Auch ich weiß Deinen Vornamen nicht. Den von Dir angeführten Grund hatte ich im Hinterstübchen, als ich überlegte, ob ich meine Geschichte festhalten und posten wollte oder nicht.
Natürlich sind auch die Ärzte "nur" Menschen mit ihren guten wie schlechten Eigenschaften. Nur wenn ein Doc weiß, dass er alkoholsüchtig ist und dennoch am anderen Tag eine Operation bewältigen muss, ohne dem Patienten zu schaden, sollte er - menschlich gedacht - zusehen, dass er vom Alkohol wegkommt oder das Operieren drangibt.
Dass sein Chef ihn aber noch zu decken versuchte, indem er mir selbst auch noch Schaden zufügte, finde ich noch unverzeihlicher. Meinem HA gestern fiel tatsächlich die Kinnlade herunter! Er mochte es nicht glauben und bekam dann die - in der Niere vergessene? - Anschlussstelle des künstlichen Ausgangs im Ultraschallbild der Niere zu sehen.
Der Tatsache, dass ich angeblich keine Kinder bekommen könne, widersprach mein Körper fünf Jahre später. Mein Sohn war (vor 54 Jahren) unterwegs, wollte aber nicht auf die Welt.
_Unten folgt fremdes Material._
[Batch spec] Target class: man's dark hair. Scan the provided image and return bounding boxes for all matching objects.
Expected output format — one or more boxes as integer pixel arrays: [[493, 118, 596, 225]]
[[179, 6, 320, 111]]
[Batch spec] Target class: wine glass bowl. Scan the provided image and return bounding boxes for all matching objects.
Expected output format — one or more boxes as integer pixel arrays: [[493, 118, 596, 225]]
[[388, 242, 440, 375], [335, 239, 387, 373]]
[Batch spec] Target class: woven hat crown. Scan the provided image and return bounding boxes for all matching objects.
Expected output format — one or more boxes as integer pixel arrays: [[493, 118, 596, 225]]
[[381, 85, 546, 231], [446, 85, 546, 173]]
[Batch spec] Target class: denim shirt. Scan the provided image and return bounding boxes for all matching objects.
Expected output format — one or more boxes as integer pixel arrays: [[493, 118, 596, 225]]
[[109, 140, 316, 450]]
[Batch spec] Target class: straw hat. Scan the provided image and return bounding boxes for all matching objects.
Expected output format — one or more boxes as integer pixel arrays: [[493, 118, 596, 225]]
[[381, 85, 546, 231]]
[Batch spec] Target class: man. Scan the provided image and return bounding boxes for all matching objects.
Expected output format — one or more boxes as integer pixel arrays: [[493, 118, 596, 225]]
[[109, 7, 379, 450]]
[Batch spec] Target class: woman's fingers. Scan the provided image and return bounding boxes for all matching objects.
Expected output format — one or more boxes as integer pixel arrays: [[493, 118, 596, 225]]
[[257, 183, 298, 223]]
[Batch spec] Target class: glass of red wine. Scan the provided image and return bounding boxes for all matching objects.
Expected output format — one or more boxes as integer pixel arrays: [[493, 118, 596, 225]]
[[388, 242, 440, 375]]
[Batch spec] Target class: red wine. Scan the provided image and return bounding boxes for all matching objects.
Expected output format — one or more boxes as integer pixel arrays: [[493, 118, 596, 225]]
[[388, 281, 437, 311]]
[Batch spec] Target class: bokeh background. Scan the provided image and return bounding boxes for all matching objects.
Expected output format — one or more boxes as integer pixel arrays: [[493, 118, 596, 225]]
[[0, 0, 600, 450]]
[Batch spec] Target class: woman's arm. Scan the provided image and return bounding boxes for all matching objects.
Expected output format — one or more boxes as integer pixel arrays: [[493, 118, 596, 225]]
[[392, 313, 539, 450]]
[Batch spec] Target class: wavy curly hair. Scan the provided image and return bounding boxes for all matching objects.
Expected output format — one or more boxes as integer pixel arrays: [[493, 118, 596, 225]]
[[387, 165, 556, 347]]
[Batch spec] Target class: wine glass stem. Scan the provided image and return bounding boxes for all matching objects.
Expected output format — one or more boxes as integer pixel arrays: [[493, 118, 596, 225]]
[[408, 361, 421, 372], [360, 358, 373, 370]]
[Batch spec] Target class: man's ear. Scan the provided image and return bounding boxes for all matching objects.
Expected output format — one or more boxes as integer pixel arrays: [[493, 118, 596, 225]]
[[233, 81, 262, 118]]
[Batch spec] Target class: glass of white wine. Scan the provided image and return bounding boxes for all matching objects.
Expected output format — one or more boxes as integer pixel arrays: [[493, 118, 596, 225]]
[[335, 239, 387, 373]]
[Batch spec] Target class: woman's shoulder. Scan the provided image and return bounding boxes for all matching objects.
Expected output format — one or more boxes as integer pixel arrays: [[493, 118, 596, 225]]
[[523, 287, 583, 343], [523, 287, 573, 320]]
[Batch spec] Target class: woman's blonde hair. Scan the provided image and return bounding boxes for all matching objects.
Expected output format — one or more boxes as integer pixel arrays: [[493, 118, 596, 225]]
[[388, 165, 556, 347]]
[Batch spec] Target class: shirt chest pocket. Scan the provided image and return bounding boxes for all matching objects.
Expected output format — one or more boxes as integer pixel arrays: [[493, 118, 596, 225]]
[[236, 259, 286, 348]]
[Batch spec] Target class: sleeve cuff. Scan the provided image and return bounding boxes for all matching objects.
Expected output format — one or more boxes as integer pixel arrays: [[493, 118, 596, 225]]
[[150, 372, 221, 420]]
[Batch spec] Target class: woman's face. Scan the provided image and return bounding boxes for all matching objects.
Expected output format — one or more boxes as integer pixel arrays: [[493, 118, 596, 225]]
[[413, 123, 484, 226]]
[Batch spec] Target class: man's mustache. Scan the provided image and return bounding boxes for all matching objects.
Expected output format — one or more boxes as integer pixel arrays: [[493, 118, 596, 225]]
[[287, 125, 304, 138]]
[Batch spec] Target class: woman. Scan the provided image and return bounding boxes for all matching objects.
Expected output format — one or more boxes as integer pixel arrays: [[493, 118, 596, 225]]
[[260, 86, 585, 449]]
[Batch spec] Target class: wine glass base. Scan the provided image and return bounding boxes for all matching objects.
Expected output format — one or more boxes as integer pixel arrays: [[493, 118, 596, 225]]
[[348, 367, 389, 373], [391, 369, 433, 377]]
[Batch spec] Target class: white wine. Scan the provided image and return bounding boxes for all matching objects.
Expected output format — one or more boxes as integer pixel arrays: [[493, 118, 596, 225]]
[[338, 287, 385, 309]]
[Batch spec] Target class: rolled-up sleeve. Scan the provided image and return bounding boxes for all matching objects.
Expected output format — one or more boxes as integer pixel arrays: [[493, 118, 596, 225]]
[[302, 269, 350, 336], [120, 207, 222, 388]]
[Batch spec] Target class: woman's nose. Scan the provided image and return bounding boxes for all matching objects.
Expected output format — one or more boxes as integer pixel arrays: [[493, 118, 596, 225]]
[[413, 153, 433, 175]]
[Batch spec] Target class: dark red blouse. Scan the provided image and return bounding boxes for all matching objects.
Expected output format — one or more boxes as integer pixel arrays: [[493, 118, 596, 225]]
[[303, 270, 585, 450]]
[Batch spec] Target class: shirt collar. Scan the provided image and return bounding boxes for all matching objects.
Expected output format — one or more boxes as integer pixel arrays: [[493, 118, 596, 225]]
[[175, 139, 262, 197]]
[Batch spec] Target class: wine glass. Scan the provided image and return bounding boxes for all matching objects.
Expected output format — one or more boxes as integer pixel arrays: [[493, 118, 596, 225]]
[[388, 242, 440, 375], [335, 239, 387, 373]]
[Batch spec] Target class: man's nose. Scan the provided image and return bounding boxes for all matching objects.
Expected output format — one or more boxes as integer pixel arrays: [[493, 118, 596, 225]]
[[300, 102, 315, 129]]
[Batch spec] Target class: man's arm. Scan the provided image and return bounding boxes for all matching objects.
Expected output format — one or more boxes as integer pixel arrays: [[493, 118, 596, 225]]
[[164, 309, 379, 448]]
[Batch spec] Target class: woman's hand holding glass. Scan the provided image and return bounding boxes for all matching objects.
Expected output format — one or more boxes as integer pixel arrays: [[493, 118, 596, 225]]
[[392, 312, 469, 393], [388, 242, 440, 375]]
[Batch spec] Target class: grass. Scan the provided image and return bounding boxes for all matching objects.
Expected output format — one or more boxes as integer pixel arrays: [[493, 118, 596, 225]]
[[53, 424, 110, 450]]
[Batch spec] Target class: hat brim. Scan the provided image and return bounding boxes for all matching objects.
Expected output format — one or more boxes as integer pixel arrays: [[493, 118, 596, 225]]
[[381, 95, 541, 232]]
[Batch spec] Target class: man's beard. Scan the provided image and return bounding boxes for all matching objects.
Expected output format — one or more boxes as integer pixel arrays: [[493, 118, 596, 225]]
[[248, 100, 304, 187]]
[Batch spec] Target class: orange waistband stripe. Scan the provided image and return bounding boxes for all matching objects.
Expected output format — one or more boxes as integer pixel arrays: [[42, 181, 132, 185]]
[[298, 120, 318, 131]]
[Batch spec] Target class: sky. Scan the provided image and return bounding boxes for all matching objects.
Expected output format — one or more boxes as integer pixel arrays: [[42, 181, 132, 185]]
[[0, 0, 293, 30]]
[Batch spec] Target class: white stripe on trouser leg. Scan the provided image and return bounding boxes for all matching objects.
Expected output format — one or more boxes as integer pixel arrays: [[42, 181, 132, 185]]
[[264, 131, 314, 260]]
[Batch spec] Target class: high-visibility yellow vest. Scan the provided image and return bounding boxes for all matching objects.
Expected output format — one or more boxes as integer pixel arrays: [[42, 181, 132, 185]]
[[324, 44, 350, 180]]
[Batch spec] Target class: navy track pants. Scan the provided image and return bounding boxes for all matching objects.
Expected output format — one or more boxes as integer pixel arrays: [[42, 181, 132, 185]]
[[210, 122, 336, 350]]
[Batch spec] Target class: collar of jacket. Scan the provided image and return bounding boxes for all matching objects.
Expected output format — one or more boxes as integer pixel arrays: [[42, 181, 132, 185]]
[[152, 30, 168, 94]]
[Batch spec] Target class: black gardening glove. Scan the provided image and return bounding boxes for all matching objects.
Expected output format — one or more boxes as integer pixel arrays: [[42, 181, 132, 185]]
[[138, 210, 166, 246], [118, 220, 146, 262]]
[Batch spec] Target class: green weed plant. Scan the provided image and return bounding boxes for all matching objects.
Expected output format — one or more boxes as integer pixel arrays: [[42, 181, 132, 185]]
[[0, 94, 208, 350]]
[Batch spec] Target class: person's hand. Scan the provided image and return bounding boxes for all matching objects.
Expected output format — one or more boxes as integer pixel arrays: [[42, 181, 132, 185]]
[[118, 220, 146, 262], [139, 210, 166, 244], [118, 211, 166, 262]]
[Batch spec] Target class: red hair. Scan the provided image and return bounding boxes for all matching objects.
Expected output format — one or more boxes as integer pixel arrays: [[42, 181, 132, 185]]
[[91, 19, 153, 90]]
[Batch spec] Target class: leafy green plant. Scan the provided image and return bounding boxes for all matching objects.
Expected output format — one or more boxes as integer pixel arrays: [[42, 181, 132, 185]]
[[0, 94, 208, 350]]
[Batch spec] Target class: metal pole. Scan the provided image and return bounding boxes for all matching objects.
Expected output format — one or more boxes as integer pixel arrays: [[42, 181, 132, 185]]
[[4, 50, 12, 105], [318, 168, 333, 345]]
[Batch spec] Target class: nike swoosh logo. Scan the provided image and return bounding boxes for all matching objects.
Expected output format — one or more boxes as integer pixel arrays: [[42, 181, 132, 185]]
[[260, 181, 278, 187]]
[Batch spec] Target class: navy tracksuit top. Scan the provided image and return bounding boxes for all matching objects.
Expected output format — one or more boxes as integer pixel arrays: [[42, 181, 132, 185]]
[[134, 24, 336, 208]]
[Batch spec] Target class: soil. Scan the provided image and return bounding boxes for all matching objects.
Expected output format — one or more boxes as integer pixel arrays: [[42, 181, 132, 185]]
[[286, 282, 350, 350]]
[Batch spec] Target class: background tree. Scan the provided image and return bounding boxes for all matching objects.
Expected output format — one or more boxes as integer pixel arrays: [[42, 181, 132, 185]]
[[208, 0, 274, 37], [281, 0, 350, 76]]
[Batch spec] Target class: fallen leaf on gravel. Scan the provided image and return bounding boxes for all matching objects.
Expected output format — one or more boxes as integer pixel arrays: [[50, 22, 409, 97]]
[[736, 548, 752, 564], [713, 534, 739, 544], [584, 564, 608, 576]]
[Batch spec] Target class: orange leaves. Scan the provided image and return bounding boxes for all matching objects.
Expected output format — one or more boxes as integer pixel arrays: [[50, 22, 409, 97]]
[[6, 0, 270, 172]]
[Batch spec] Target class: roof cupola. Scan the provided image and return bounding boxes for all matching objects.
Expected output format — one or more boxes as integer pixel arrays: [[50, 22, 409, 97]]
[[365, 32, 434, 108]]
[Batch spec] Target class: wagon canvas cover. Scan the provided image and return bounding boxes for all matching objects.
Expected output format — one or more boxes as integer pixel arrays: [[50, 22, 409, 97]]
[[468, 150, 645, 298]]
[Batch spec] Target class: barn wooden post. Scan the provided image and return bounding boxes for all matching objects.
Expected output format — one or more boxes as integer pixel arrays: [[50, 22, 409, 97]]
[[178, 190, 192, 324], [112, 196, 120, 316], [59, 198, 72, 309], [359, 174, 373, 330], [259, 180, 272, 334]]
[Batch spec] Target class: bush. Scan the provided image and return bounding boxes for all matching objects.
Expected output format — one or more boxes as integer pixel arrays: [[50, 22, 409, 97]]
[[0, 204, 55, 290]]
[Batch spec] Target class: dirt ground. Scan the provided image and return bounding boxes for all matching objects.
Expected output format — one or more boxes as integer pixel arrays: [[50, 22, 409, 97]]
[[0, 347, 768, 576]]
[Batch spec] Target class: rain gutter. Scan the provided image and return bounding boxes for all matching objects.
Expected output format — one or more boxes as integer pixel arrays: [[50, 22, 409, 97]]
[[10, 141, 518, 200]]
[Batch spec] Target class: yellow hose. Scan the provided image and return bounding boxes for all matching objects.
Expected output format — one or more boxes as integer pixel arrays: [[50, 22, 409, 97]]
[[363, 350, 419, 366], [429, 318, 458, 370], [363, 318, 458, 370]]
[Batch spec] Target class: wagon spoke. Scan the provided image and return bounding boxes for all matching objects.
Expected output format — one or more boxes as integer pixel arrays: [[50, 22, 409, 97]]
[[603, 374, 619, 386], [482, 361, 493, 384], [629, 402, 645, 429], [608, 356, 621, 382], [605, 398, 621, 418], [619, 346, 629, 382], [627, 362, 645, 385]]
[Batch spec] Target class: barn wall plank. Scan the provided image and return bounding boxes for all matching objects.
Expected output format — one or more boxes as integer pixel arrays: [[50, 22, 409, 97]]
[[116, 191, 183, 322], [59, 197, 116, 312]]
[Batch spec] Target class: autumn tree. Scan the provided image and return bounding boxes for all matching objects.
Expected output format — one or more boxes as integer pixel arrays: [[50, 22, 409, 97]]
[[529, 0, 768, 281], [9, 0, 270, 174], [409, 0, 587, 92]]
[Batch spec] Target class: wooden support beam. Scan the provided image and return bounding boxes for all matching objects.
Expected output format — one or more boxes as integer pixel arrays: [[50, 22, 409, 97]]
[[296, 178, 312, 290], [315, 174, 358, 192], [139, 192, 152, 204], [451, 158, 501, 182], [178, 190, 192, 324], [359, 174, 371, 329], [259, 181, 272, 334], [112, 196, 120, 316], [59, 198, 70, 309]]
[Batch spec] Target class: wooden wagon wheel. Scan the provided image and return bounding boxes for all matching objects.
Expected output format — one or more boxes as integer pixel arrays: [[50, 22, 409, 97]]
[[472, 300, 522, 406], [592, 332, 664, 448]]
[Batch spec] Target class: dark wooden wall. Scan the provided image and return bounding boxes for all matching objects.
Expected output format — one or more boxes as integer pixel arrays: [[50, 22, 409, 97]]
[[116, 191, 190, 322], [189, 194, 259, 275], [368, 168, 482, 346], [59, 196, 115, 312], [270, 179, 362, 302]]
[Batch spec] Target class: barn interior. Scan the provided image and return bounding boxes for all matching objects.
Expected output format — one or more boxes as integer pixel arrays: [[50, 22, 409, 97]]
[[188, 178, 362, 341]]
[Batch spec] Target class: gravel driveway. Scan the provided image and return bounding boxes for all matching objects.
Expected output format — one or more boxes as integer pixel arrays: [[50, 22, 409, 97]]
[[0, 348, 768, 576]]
Die Hebamme vergaß mich unter der Geburt für vier Stunden, hatte sich schlafen gelegt, weil sie in einer anstrengenden Nacht fünf Babys geholt hatte. Bis mich spätnachmittags eine Nonne fand, allein auf einem zu hoch eingestellten Kreissbett liegend, von dem ich mit meinen Wehen nicht herunterkam. Sie sammelte eigentlich nur die angefallene Schmutzwäsche ein. Die folgende Gewaltanwendung, um meinem Sohn nach elf Monaten Schwangerschaft auf die Welt zu helfen, zerriss meine Geburtswege total, weil es für einen Notkaiserschnitt zu spät und eine normale Geburt für das große Kind nicht mehr möglich war. Kommentar des Neu-Chirurgen, der mir meinen Chemo-Port einsetzte: "Sie sind doch kein Elefant!, die tragen so lange aus." Doch die festgestellte Schwangerschaft im März 1966 endete tatsächlich erst am 24. November 66 - warum auch immer ...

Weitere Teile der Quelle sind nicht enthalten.